This little project was done only to explore the workings of a scheduler. The development platform was a 4 node Raspberry Pi cluster. It is only a toy and is not mature for any kind of serious work. It will get very simple work done but it's not optimized, and quite wasteful of resources. Beware of hardcoded paths.
With the ansible code you will set up cron jobs and copy the tr3s
directory to a hardcoded path.
The basic syntax is ./scheduler.sh path-to-script.sh
. You can use the stat-checker.sh
script as an example job. It will gather some basic system information and send it back to the outputs
directory on the submit node. The job.sh
script is suitable for testing long jobs.
There is a cronjob that runs once per minute which will execute the starter.sh
script. This script will handle starting jobs if no job is already running.
There is another cronjob that runs once per minute which will execute the announcer.sh
script. This script will let the submit node know that it can submit jobs to this execute node.
- Let's assume you have lots of large files to do compute on, they will by default get transferred to the execute node immediately even though they won't get computed on immediately. If you have 99 large files to do compute on, and you have 3 compute nodes, each node will get sent 33 files each. If the compute nodes don't have enough disk space for 33 files you are out of luck. A better solution is to send the input files only when a new job is started, but that's not how it works for now.

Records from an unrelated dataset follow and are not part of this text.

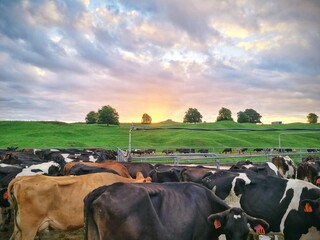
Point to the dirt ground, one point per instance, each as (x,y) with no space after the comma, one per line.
(74,235)
(49,235)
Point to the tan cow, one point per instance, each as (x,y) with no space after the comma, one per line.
(41,201)
(118,167)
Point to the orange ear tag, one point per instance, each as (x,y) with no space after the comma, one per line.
(217,224)
(5,195)
(307,208)
(260,230)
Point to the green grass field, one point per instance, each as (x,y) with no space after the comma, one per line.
(24,134)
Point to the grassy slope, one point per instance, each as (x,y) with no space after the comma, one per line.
(57,134)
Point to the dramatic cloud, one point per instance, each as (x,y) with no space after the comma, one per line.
(61,59)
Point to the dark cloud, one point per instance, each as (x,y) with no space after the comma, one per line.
(62,59)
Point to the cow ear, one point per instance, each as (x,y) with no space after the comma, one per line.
(309,205)
(317,180)
(259,225)
(218,220)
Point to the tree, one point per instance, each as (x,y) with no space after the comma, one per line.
(312,118)
(192,116)
(224,114)
(108,115)
(92,117)
(254,117)
(146,119)
(242,117)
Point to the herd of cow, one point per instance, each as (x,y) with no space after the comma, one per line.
(66,189)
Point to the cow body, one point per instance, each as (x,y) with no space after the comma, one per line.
(118,167)
(266,168)
(41,201)
(285,166)
(281,202)
(166,211)
(195,174)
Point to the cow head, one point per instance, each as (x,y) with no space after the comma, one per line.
(233,223)
(312,209)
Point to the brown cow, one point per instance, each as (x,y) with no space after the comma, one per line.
(42,201)
(118,167)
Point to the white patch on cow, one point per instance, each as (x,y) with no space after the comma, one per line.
(312,233)
(8,165)
(43,167)
(291,165)
(92,158)
(237,216)
(233,200)
(273,168)
(65,156)
(247,166)
(54,150)
(297,186)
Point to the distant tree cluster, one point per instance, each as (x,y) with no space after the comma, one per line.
(108,115)
(249,116)
(312,118)
(146,119)
(105,115)
(224,115)
(192,116)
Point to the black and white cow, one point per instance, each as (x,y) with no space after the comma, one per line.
(166,211)
(285,166)
(267,168)
(309,170)
(290,206)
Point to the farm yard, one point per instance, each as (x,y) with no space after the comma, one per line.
(161,145)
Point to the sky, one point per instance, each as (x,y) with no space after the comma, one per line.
(62,59)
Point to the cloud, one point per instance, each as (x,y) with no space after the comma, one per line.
(61,60)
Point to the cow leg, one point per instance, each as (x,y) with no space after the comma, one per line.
(6,217)
(25,231)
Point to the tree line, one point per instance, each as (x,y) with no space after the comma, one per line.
(108,115)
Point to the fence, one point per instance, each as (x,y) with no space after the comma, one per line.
(217,159)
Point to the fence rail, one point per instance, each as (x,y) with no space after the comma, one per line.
(218,159)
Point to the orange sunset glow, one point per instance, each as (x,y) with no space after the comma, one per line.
(61,60)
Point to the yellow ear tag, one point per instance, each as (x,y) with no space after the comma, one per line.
(5,195)
(260,230)
(217,224)
(307,208)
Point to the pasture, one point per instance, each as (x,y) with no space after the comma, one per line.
(24,134)
(213,136)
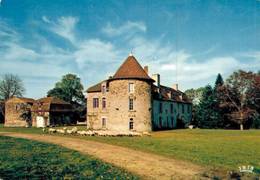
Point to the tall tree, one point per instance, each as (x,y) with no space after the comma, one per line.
(235,96)
(194,95)
(207,115)
(11,85)
(219,81)
(69,89)
(216,96)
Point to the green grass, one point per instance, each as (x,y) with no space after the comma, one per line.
(25,159)
(217,148)
(227,149)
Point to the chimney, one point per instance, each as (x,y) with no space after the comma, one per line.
(175,87)
(146,69)
(156,77)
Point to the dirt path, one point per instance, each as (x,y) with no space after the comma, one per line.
(148,166)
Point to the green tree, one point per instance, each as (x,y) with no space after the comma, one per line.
(219,81)
(194,95)
(217,94)
(11,85)
(69,89)
(235,96)
(207,115)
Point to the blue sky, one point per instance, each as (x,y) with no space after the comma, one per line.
(186,41)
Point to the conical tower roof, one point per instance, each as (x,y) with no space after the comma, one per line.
(131,69)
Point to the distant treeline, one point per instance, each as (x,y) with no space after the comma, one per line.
(230,104)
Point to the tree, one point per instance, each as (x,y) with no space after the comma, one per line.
(69,89)
(219,81)
(194,95)
(218,84)
(235,96)
(11,85)
(207,115)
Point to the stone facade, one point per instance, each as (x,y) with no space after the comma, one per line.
(142,107)
(171,114)
(14,108)
(116,113)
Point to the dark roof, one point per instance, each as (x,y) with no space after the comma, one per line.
(20,100)
(95,88)
(52,100)
(44,104)
(169,94)
(131,69)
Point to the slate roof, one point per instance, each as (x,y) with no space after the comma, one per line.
(44,104)
(131,69)
(95,88)
(169,94)
(20,100)
(52,100)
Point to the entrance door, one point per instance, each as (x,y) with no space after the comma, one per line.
(40,121)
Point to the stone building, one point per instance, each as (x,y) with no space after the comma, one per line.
(14,109)
(2,118)
(132,100)
(51,111)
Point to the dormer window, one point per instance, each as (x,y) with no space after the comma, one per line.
(131,88)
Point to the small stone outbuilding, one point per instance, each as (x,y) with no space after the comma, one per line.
(51,111)
(14,109)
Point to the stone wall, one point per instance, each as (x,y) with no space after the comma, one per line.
(169,118)
(94,115)
(117,111)
(13,112)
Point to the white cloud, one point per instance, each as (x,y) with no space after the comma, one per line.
(129,27)
(95,50)
(64,26)
(94,59)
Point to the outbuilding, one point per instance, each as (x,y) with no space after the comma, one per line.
(51,111)
(15,108)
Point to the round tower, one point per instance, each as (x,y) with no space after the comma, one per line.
(130,105)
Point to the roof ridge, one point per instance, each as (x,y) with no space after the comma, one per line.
(131,68)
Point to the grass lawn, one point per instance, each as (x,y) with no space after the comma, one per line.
(227,149)
(25,159)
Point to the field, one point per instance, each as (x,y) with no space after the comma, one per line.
(225,149)
(25,159)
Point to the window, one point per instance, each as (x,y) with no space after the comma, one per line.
(160,122)
(160,107)
(131,104)
(103,89)
(95,102)
(171,108)
(104,122)
(131,88)
(103,103)
(131,124)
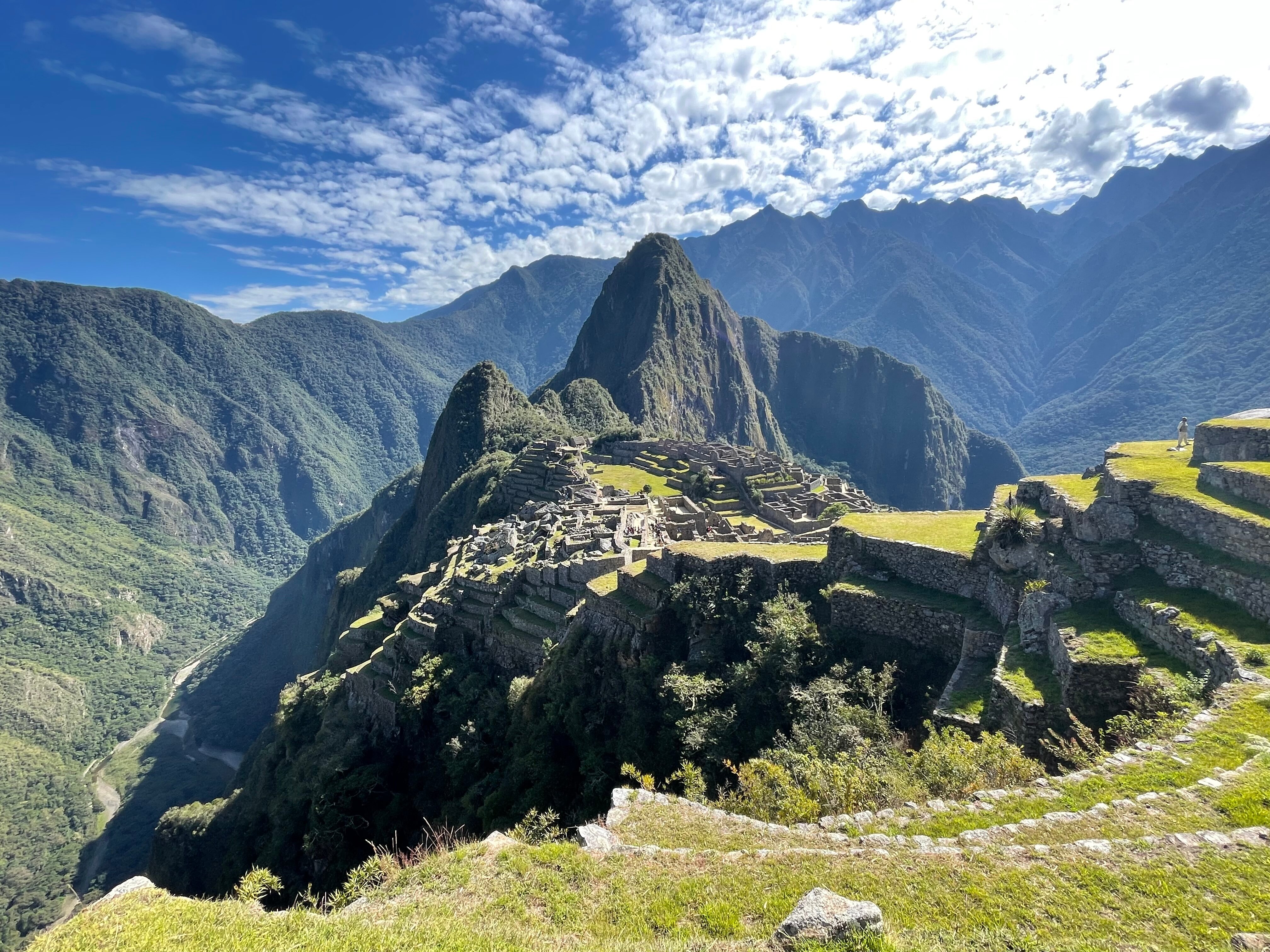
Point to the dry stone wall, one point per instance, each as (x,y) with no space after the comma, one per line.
(1093,690)
(1199,650)
(936,569)
(1243,539)
(1254,487)
(1181,569)
(925,627)
(1217,442)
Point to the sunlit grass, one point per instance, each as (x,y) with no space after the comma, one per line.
(953,530)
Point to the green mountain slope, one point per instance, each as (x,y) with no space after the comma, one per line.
(679,361)
(1166,319)
(162,470)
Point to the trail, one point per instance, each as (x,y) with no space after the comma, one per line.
(110,798)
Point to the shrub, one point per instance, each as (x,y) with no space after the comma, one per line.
(1013,525)
(256,885)
(950,765)
(538,828)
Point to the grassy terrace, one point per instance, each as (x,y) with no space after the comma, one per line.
(630,479)
(1203,611)
(968,609)
(557,897)
(953,530)
(773,551)
(1109,639)
(1075,485)
(1029,676)
(1173,475)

- The cron jobs on the execute nodes run once per minute, the
announcer.sh
script messed with my network so it should probably not run once per minute. And there's probably a smarter solution to announce that a node is available anyways. - Only pre-installed software can be used. You need to manually setup your execute nodes to be able to handle whatever compute you want to run on them. It would be cool to be able to set this up in a temporary environment upon job initiation, perhaps the nix package manager could be used for this. Docker is also an option to achieve this.
- There are lots of hardcoded paths.